Then a family crisis ensues: Beverly disappears and the rest of his family, including his three grown daughters and their respective spouses, kids and significant others, converge on the old homestead. The walls of that house — and of the theater, as well — begin to tremble.
This is an overstuffed sofa of a play (three and a half hours, with two intermissions), rich with verbal pyrotechnics and ambition. Playwright Letts uses the familiar set-up of shambolic family gathering as a pretext for an exploration of the millennial American condition that, for scope and intensity, has a heft resembling Greek tragedy. But Letts’ dramatic architecture is cunning. Although his set-up seems familiar, the characters he uses to enact this behavioral mash-up are all slightly off-beat; they’re, for the most part, smart people who are just self-aware enough to really get themselves into trouble.

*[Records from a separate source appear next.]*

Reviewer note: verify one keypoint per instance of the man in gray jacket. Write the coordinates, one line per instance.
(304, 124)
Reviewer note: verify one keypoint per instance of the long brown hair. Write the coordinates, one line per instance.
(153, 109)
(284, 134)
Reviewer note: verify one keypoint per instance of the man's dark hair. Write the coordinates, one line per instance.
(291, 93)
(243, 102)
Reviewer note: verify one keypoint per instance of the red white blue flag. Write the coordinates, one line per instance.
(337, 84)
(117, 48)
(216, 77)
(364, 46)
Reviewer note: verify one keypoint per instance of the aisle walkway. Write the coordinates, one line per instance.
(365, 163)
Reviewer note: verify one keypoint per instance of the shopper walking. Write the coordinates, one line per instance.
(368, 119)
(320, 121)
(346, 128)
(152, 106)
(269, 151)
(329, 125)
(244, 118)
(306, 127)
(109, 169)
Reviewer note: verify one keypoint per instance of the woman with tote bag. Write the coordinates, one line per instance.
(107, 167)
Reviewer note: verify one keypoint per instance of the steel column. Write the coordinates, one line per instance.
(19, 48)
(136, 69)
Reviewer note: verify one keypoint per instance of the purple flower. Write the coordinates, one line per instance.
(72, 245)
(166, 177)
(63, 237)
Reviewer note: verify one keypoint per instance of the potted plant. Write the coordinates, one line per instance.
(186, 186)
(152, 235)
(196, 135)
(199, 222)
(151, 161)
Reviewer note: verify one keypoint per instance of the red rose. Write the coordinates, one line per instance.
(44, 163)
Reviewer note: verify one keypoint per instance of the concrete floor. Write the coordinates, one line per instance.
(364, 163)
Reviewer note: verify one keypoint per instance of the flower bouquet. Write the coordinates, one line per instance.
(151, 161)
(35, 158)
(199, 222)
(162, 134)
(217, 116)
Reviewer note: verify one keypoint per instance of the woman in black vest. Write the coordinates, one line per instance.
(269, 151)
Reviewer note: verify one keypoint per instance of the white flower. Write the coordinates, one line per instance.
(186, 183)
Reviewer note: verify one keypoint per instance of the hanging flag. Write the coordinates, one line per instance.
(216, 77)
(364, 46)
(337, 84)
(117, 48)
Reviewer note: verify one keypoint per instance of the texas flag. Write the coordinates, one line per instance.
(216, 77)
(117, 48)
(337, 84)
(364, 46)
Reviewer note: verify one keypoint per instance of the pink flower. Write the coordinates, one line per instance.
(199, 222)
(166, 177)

Director Bryan Fonseca has assembled a large and, to an actor, brilliant cast, a locally-grown all-star team, including Charles Goad, Matthew Roland, Diane Timmerman, Bill Simmons and Gayle Steigerwald. There isn’t space here, unfortunately, to address them all, but Diane Kondrat, as the elder sister Barbara who becomes the inadvertent axle for her unhappily spinning family, is, by turns, hilarious, unforgiving, broken-hearted and volcanic. This is a tour de force performance by an actor with soul-stirring range. Through March 11 at Phoenix Theatre.